The Tories’ ‘Triple Lock Plus’ is a pretty blatant attempt to secure the votes of a demographic group which is more inclined to vote Conservative than any other. That much is clear. The party’s proposal would give pensioners a high personal tax allowance to spare them from having to pay income tax as the state pension rises faster than either inflation or average earnings. If the government wants to spare pensioners from having to pay income tax it could, of course, raise the income tax threshold for everyone. But instead, while pensioners are spared tax, the personal tax allowance for working-age people is due to be frozen for another four years.
But is it necessarily true that pensioners get the best of everything while the young get screwed over again and again? That is the narrative which many have sought to advance and there is, to be fair, some evidence to support it. While many elderly people enjoy living off the tax-free capital gains they have made on the back of a soaring property market over the past few decades, many young people find it impossible to clamber onto the lowest rung of the property ladder. While many older people enjoyed a university education at public expense, younger graduates are saddled with huge debts which they are paying off courtesy of an extra, marginal rate of 9 per cent on their earnings.
It is those at the poorer end of the wealth and income spectrum who stand most to benefit
But there is also a case against the narrative that the old are doing well on the backs of the young. The idea of intergenerational inequality is seen far too much through middle class eyes. Not all elderly people own a home: 20 per cent are renting. As for university education, that was a privilege available to only a few when today’s 70 year olds left school. There is, therefore, a large cohort of the elderly who have benefitted neither from a rising housing market nor from subsidised further education. It is these people, at the poorer end of the wealth and income spectrum, who stand most to benefit from the Triple Lock Plus.
Moreover, it is a group which suffered grievously over the decade and a bit following the 2008/09 financial crisis thanks to ultra low interest rates. While those with property and stock market investments did well, and public sector pensioners with inflation-and salary-linked pensions have blithely lived through it all without a care, people trying to live on fixed incomes from cash savings have been the real losers as inflation slowly ate away the real value of their savings. Only in recent months has it been possible to obtain a real return on a savings account – something savers used to take for granted. The savings of many pensioners have effectively been stolen in order to bail out borrowers, who tend to be much younger.

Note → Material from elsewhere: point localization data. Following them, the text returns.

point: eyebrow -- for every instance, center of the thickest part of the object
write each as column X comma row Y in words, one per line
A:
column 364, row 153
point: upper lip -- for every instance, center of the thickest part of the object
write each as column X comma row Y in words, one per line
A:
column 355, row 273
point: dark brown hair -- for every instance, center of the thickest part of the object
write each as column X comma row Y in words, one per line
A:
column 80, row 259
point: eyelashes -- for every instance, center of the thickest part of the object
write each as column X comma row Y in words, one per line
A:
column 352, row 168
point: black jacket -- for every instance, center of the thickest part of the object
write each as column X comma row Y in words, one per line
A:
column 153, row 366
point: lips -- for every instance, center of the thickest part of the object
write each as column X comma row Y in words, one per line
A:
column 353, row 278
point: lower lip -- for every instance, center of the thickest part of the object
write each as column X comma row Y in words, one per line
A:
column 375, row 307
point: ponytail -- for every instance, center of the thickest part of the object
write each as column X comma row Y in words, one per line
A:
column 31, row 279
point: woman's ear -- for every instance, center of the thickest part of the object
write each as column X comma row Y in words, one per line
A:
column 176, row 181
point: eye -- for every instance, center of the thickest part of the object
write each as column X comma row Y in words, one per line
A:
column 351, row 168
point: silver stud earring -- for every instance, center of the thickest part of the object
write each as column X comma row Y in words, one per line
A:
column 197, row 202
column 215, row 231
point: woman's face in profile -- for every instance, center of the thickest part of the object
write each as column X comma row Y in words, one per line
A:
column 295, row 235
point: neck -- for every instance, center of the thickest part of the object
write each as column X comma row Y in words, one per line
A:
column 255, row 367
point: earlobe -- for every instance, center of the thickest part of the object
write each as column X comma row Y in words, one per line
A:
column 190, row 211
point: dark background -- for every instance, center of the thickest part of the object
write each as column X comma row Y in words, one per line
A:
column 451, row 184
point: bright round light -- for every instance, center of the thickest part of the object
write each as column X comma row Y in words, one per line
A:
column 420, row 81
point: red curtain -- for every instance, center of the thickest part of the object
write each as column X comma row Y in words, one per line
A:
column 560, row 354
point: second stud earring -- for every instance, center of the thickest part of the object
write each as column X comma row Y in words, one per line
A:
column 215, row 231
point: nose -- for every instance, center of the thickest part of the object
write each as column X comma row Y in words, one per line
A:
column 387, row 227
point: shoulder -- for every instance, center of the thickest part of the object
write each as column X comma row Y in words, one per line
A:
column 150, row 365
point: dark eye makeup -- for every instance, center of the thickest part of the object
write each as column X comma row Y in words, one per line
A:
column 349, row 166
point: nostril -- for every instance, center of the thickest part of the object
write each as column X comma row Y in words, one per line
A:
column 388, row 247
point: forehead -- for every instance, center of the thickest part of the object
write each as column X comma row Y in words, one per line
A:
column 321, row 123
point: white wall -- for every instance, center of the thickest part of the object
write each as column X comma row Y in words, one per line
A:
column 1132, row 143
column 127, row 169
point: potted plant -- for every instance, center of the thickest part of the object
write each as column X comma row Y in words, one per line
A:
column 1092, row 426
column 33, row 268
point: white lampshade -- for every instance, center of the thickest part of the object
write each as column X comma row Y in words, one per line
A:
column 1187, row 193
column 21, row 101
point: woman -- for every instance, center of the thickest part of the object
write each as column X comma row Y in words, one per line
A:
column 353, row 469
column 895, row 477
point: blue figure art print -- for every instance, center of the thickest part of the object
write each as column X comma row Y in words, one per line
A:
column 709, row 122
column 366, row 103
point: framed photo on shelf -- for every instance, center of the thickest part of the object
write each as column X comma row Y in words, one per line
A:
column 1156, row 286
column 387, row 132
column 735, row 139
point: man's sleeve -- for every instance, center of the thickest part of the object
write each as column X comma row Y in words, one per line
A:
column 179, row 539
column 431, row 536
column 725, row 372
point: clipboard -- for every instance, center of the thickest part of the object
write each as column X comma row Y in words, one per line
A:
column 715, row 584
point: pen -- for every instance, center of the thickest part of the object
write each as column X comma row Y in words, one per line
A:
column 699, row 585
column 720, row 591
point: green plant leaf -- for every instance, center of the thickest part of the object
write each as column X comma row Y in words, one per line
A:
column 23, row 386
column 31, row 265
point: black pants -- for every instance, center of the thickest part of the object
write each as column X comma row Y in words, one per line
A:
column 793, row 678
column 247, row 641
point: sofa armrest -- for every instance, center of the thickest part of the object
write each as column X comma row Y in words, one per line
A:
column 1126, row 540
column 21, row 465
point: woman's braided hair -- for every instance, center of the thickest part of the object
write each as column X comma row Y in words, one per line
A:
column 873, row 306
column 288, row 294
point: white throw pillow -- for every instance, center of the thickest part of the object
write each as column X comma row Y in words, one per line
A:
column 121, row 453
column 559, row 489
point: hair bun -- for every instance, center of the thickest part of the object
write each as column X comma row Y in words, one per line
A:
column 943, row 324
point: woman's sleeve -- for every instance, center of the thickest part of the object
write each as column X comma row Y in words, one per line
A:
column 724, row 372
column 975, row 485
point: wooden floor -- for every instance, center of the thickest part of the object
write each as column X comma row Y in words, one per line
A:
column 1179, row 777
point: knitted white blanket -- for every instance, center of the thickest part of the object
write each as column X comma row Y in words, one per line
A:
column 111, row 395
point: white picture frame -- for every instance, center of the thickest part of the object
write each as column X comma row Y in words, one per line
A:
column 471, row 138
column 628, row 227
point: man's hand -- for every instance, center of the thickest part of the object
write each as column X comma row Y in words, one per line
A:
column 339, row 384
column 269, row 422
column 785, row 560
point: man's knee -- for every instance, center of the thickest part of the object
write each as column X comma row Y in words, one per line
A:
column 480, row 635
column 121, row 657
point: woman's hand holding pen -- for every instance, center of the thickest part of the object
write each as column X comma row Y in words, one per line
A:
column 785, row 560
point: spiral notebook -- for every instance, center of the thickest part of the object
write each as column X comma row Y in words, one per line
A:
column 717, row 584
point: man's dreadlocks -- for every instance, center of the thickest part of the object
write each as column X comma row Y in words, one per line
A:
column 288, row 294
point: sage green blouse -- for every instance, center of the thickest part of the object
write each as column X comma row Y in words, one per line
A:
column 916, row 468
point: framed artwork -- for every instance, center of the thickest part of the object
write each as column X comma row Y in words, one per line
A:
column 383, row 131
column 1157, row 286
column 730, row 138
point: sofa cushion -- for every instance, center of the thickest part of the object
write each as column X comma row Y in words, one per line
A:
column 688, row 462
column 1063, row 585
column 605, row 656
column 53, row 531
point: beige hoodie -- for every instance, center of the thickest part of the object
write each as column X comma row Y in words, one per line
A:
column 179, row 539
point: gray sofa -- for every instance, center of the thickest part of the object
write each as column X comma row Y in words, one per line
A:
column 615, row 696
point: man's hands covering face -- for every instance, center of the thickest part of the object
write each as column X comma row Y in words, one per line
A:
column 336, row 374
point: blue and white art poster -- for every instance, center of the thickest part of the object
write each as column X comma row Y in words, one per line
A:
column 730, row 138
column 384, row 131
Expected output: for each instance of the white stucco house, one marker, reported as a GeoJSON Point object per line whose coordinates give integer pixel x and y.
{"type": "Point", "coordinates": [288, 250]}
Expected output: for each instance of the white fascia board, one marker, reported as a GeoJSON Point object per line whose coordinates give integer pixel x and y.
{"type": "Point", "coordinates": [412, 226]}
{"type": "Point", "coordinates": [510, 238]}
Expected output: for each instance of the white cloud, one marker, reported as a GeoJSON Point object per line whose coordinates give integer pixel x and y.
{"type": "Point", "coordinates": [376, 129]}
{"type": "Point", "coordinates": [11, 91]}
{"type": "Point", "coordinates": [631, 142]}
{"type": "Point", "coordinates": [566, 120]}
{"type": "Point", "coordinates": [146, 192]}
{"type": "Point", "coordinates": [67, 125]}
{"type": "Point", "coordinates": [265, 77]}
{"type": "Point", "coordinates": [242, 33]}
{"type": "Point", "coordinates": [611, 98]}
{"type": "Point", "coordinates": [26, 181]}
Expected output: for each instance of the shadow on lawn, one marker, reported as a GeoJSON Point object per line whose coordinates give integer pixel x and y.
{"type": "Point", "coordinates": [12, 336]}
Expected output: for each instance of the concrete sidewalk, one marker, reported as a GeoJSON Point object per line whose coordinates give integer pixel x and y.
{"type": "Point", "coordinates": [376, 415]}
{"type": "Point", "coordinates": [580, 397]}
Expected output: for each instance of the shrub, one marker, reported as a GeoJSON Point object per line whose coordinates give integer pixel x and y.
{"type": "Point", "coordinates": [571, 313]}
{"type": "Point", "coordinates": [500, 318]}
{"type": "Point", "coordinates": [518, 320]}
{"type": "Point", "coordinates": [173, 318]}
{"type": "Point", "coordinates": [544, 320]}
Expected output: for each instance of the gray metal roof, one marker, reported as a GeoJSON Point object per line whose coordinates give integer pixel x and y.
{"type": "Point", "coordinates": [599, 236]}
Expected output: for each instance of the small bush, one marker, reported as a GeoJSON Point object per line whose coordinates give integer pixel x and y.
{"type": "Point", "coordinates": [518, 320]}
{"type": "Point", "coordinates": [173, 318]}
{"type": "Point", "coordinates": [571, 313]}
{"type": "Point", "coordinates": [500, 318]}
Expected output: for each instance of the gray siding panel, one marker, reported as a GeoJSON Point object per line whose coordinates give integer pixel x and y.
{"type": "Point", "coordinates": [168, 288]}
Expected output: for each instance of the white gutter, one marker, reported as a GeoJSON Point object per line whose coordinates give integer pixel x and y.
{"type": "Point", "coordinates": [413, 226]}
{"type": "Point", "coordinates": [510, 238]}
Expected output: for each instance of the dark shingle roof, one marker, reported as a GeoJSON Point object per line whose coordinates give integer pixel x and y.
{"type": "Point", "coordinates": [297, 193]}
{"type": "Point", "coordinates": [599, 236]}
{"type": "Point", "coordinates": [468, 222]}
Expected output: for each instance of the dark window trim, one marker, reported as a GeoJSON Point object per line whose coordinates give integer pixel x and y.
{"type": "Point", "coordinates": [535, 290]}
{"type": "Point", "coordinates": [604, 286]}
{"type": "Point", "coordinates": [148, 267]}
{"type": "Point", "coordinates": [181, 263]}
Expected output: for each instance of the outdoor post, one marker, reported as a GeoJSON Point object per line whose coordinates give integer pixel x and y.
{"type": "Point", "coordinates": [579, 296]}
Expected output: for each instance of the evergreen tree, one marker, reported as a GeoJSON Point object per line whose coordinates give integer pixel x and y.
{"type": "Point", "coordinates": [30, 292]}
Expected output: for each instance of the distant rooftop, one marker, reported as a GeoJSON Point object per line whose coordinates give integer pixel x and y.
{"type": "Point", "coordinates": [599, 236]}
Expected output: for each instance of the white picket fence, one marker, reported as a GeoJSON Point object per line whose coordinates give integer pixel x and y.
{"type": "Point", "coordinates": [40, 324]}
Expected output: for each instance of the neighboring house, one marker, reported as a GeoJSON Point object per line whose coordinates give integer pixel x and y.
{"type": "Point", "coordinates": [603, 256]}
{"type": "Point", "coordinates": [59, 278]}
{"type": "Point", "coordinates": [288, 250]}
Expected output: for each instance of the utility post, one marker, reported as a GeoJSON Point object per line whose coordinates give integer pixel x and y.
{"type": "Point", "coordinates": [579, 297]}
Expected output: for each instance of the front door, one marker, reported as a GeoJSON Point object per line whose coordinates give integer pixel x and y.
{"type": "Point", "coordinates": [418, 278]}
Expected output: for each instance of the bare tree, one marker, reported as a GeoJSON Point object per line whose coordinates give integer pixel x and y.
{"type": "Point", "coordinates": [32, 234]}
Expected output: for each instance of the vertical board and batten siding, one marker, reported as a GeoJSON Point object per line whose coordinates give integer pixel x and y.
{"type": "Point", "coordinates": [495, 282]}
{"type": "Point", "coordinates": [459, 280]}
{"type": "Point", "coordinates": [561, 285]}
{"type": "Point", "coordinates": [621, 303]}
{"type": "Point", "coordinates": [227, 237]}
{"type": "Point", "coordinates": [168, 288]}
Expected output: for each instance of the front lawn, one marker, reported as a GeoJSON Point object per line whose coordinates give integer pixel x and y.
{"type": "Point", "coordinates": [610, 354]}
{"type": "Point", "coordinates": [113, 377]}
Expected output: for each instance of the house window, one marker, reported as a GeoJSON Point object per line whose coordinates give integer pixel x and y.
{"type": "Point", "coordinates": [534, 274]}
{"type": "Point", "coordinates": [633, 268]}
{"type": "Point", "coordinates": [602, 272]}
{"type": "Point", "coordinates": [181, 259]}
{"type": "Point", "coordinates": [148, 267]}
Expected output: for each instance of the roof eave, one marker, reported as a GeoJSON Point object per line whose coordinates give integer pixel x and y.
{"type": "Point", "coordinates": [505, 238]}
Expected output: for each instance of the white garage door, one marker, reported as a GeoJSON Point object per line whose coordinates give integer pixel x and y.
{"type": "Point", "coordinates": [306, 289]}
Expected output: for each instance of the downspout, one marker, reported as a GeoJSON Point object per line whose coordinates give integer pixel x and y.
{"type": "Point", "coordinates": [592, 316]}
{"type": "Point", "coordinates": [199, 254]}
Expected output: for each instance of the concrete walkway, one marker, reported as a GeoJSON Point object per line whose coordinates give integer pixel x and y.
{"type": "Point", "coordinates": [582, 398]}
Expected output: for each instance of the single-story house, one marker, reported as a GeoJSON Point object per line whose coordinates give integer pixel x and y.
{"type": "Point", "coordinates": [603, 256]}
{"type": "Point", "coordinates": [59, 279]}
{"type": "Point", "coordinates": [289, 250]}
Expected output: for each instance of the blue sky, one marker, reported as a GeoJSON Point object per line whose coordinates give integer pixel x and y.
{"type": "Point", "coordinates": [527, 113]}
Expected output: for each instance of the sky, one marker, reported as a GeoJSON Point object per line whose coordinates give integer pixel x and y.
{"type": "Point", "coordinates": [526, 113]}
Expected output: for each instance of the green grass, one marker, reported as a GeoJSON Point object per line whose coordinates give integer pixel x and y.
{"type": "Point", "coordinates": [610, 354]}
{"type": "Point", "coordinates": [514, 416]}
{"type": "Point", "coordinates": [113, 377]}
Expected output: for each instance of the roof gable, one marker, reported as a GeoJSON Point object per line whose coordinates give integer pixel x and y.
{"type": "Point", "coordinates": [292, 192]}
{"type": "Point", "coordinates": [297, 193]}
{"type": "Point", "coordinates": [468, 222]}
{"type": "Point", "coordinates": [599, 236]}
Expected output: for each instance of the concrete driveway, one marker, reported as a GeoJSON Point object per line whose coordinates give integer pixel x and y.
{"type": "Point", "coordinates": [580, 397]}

True, the triple lock has provided some consolation. But the presumption that all pensioners have been doing well at the expense of the young shows just how much political debate has fallen under the control of the relatively well-off. If the Conservatives have identified a group of poor pensioners who could do with a bit of extra help, that suggests they are a little more in touch with the realities of life for many people than is the opposition.